Некоторые авторитетные полярники жили еще довоенными, уже устаревшими представлениями. Размах работ новой экспедиции казался им чрезмерным, некоторый риск — нежелательным… Однако новое руководство Главсевморпути одобрило план экспедиции. Важную роль тут сыграл генерал Александр Алексеевич Кузнецов — бывалый авиатор, в самый трудный период войны командовавший военно-воздушными силами Северного флота. Назначение в Главсевморпуть сначала первым заместителем начальника, а потом и начальником пришлось ему, что называется, в пору. Он быстро нашел общий язык и с геофизиком Острекиным, которому было поручено руководство научными работами экспедиции «Север-2», и с Водопьяновым — ветераном Первой полюсной, также привлеченным к участию в этом новом, большом и сложном географическом предприятии.

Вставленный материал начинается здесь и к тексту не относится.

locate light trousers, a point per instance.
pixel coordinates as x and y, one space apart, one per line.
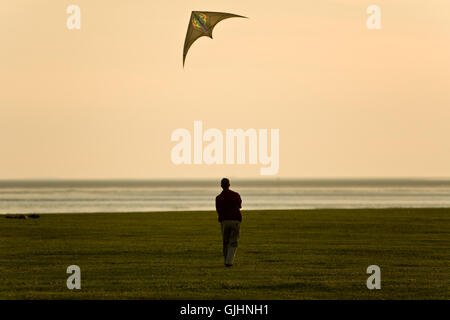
230 236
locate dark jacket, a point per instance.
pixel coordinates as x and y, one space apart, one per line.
228 205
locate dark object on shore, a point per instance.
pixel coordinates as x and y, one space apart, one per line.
22 216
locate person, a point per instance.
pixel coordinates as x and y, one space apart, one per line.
228 205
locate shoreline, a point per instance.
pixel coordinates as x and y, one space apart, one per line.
243 211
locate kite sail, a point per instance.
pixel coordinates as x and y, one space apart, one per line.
202 24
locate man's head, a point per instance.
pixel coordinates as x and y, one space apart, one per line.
225 184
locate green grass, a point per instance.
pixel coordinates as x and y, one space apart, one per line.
298 254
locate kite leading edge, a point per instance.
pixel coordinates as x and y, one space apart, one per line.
201 24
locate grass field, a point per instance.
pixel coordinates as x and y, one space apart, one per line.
298 254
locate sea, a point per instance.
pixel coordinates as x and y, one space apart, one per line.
91 196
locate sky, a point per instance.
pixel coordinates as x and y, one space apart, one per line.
102 102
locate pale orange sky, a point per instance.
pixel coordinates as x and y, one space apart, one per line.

Да, такого размаха, как теперь, еще не знали наши исследования в Центральной Арктике. Добрый десяток самолетов, около двадцати ученых разных специальностей, походная аппаратура, специально созданная для работ на льду! Районом предстоящих исследований были избраны края, еще не посещенные никем из людей, огромное белое пятно к северу от Новосибирских островов и острова Врангеля. И естественно, именно Черевичному, воздушному первопроходцу с довоенным стажем, поручалась теперь высадка головных научных десантов.

Обо всем этом и толковали мы с ним по возвращении из Захаркова, где в канун старта был устроен «смотр всех частей» — генеральная проверка всего снаряжения — от самолетных моторов и радиостанций до походных газовых плиток, отапливающих специально изготовленные куполообразные палатки — весьма удобные, портативные.

— Ну, все, — подвел Иван Иванович черту под нашей «частной пресс-конференцией», — топай, старик, домой, прощайся там со своими. Завтра к вылету не опаздывай. Тебе начальник приказал лететь до Тикси с Козловым. А дальше, когда на лед пойдем, начальство рассадит вашу репортерскую братию по машинам.

Не буду повторять того, что было потом написано и опубликовано «репортерской братией», участвовавшей в экспедиции. Не нуждаются в моих комментариях и документальные фильмы, показанные множеству зрителей. Но все же, думаю, уместно поделиться некоторыми впечатлениями участника и свидетеля событий.